Nous avons passé la frontière entre le Népal et l’Inde à Sonauli. Nous avons battu notre record, à peine 10 min de chaque côté. Les deux postes sont cette fois assez identiques, aussi rudimentaires l’un que l’autre. La grande différence, ce fut l’accueil des douaniers. Les Népalais nous ont accueillis avec un large sourire, plaisantant et essayant de nous dissuader d’aller en Inde tandis que les Indiens se sont contentés de nous accueillir avec un air grave, certainement accentué par le port de la moustache (on s’est d’ailleurs demandé si elle n’était pas réglementaire...). Dans les rues, pas vraiment de changement. La ville du côté népalais est toute aussi grouillante que sa voisine indienne.
La ville frontière n’étant pas très accueillante, nous avons décidé d’avancer le plus vite possible vers notre prochaine étape. Nous avons pris un bus pour Gorakhpur dans le but d’y passer la nuit. Dormir dans cette ville nous permettait de ne faire que 8h de bus le jour suivant au lieu de 12. Bonne surprise, nous découvrons qu’en Inde nous payons le même prix que les locaux. C’est vrai pour les tickets de bus mais aussi pour la nourriture, les boissons, etc. Bien sûr, on essaie de vous arnaquer (ils ont essayé de nous faire payer deux places pour les sacs à dos) mais il n’existe pas de prix « touristes » et de prix « locaux » comme c’est le cas au Népal.

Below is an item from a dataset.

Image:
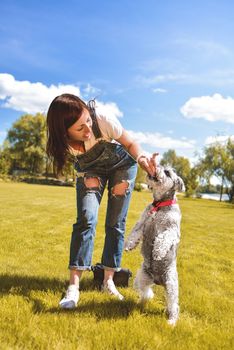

Dormir à Gorakhpur n’était pas forcément une bonne idée. Pour une 1ère nuit en Inde, c’est sûr ça vous met dans le bain ! Si vous êtes plutôt du genre aventureux, allez-y parce que c’est une grosse ville qui n’a rien de touristique, pour les autres il est peut-être préférable de vous abstenir. Nous n’avons pas réussi à trouver de chambre acceptable et ce n’est pas faute d’avoir essayé, même en consentant de dépasser un peu le budget, rien. Elles sont toutes sales, puantes, grouillantes d’animaux en tout genre. On préfère ne pas vous donner de détail pour éviter tout choc aux âmes sensibles... bref une horreur, résultat nous avons dormi sur les couvertures de survie (merci Vinie !). Dans l’un de nos sacs, nous avions quelques biscuits enfermés dans un sac plastique. Le lendemain, les biscuits étaient en miettes, dévorés par une colonie de fourmis qui avait par la même occasion décidé d’assiéger notre sac. Vous nous direz « pas grave, ce ne sont que des fourmis ». Mais non !!! Ce ne sont pas les mêmes que chez nous ; enfin peut-être qu’il y en a et que nous ne les avons encore jamais rencontrées. Celles-ci alors que vous essayez de les déloger ne se balaient pas d’un simple geste de la main, elles résistent et vous grimpent sur le bras. J’avais à peine ouvert le sac que mes avant-bras en étaient couverts.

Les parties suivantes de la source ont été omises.